In the hallways of the university, he meets with Rabbi Shneor Segal, who quickly helps him put on tefillin. Every week, he says, he meets with Rabbi Segal for the purpose of laying tefillin. Three of his brothers are involved in trade in Moscow; one brother, a doctor, lives in New York, and only he has remained in his hometown—Baku—where he has attained the rank of professor at the university hospital.

He tells of his past that his family has lived in Baku for generations, and for 11 generations, they were community rabbis. “Working in the hospital made it difficult to maintain a Jewish way of life, but I never gave up or compromised,” he says.

Regarding his turn to political life, he says that upon retiring, he gave up the possibility of moving to Moscow or New York and decided to stay in his city. And what about Israel? I quickly ask him. That option did not seem appealing to him. “There is no antisemitism here, so I feel good in the place where I was born.”

Today, he represents the Kuba region—”the Red City,” in the northeast of the country, an area where a large Jewish community (more than 20,000 Jews) once lived, and today only about 3,000 Jews remain, most of whom are very wealthy.
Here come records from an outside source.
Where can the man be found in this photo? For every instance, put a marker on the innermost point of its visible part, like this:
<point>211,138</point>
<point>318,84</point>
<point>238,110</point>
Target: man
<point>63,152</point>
He is very involved in Jewish issues, and Rabbi Segal, who operates a large Jewish school in Baku, highly praises Prof. Xaimovic for his efforts.

“More than anything, I am interested in and working on the subject of Israel and Azerbaijan. There is much to be done, but it’s forbidden to speak, and there are many things I myself do not know,” Xaimovic reveals. “We have an Israel-Azerbaijan friendship lobby in parliament, and through it, I am active.”

“Israel and Azerbaijan is a great love story,” concludes parliament member Xaimovich, “I believe that this will continue for many more years. We need you no less than you need us.”